Le lien entre ces villages traversés s’effectue sur des tronçons de terre battue, des chemins larges entretenus, carrossables et sur des routes goudronnées où peu de véhicules passent. Après la descente vers la Cesse entièrement à sec 34 participants à la marche s’élancent en direction des collines dominant la vallée de la Cessière. 19 grands marcheurs vont faire une boucle de 9 km ; les 13 autres vont parcourir 5 km. La montée est longue, parfois sévère mais les jambes des randonneurs sont solides et habituées à des efforts soutenus. Le ciel parfois dégagé des nuages qui l’encombrent laisse passer un soleil bienvenu, en effet le vent du Nord frisquet souffle mais on ne ressent pas le froid en marchant d’un pas alerte.

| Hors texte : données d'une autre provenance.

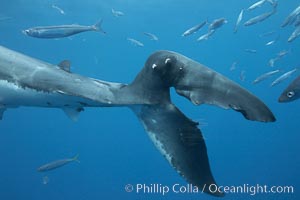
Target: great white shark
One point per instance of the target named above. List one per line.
(26, 81)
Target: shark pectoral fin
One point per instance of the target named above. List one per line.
(65, 65)
(73, 113)
(202, 85)
(2, 109)
(180, 141)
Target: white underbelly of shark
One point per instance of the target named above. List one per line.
(12, 95)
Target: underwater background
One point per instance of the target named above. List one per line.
(114, 150)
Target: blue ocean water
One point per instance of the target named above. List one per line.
(113, 147)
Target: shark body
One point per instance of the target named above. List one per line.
(25, 81)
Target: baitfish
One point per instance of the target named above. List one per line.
(265, 76)
(56, 164)
(49, 32)
(292, 92)
(283, 77)
(194, 29)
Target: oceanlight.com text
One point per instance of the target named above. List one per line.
(212, 188)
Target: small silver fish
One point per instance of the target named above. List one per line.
(261, 17)
(238, 21)
(56, 164)
(135, 42)
(4, 18)
(292, 17)
(217, 23)
(257, 4)
(45, 180)
(267, 34)
(270, 43)
(117, 13)
(151, 36)
(194, 29)
(292, 92)
(297, 22)
(295, 34)
(258, 18)
(250, 50)
(272, 62)
(205, 36)
(61, 11)
(283, 77)
(233, 66)
(49, 32)
(265, 76)
(243, 75)
(282, 53)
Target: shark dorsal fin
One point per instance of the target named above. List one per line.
(73, 113)
(65, 65)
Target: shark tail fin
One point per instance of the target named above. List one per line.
(97, 26)
(75, 158)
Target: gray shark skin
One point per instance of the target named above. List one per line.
(180, 141)
(49, 32)
(25, 81)
(198, 83)
(291, 93)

Notre guide nous indique les sites que l’on reconnait facilement : St. Jean de Minervois, Barroubio et Cazelles que l’on distingue bien dans un environnement très clair. Après des descentes et quelques montées entre les bois de pins et de chênes verts, le sentier se termine à Cailhol ; c’est ici que commence une route goudronnée où la circulation des véhicules est rare, à tel point que certains ont avoué qu’elle était parcourue par des chameaux ; merci pour les dix neuf qui ont foulé le bitume de cette route :
″Un sentier bucolique amena les marcheurs
Vers Cailhol, Paguignan, pays vêtus de vignes,
Où des ″chameaux″ dit-on tous excellents buveurs
Furent du grand Bacchus des invités très dignes…″

A l’arrivée à Paguignan en contrebas, un vieux landau à deux places se trouve à côté d’une construction inachevée qui fait penser à l’armature d’une yourte ou d’un tipi. Après une petite halte, la marche reprend en passant devant cette curieuse chapelle « Notre Dame entre deux eaux ». S’agit-il de celles de la Cesse et de son affluent la Cessière ? Le mystère subsiste quant à cette appellation. Une dernière difficulté : la montée vers Aigues Vives où apparaissent entre de gros blocs de pierre des « menhirs » de formes parfois originales. Une randonnée longue que certains redoutaient à tort pratiquée sur des « boulevards » que les voitures pouvaient emprunter en cas de difficulté. Encore un bel après-midi où le temps se plait à accompagner les amoureux de la marche en attendant mardi prochain.